A woman who works at the grocery store lights up whenever she sees us. “Oh, you brought Sandy with you again tonight,” she says as she gets down on her knees and hugs Sandy while talking to her, and even whispering in her ear. Another woman who was leaving the store opened up a bag of her recently purchased “Busy Bones” and insisted on giving one to Sandy. “Busy Bones” are Sandy’s favorite treat. She was in as much amazement as I was as she played with and then devoured the tasty treat. At that moment, a lady walked in with a service dog to help her with her shopping. The service dog couldn’t help but smell and notice Sandy’s bone, but kept on walking, as disciplined and dignified as she could be.
I have noticed that when someone puts money in the kettle, I ring the bell a little faster and a little bit louder. It seems to send an energy through the store as others respond by coming up to us and dropping some of their hard-earned cash into the kettle. It had been a great night filled with many conversations with my new friends and neighbors. I even got to see some people I know, as we hugged and wished each other a Merry Christmas. I feel such warmth when I am ringing the bell regardless of the temperature.
I am always amazed at the number of small children with no shoes or socks on their feet on a December evening. Also, I never realized how many people wore their sleep wear when shopping. But, it’s true – many do. They usually look very comfortable too. Last night a man had his sleep wear on and a Star Wars Stormtrooper mask. He and his friends walked out of the store with bags of snacks. I immediately thought, “Well, marijuana is legal here.” May The Force be with you.
As my shift neared the end, my stomach growled and I wondered what I would take home with me to eat. At that moment, my thoughts shifted to the number of children and adults who would go to bed hungry tonight. We ring the bell for the hungry, for those in pain, for all who may not have a Christmas miracle this year. We ring the bell for those who have lost loved ones and will find themselves alone this year for the first time. We ring the bell for the families who have lost their homes, their pets and their desire to live. We ring the bell for all of our fellow brothers and sisters who need a helping hand. So many people tell me stories about when they were struggling and how The Salvation Army helped them out during those difficult times. They always put whatever they can into the kettle. It might be a few cents or maybe even a $50 bill. All of it counts.

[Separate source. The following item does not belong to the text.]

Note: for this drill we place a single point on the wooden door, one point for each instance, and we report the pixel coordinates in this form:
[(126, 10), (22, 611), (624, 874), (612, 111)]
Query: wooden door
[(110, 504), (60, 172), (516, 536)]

We ring the bell for Love. We want everyone to have a little something to help them enjoy their holiday, regardless of their circumstances. The Salvation Army brings hope to people, and that’s the main reason I ring the bell. All of us need hope – especially at Christmas time. May you be blessed by the kindness of others and the possibilities of hope that each new day brings to all of us. When you see someone ringing the bell, please donate what you can. Every little bit helps and you might just bring some hope to someone who really needs it. Merry Christmas.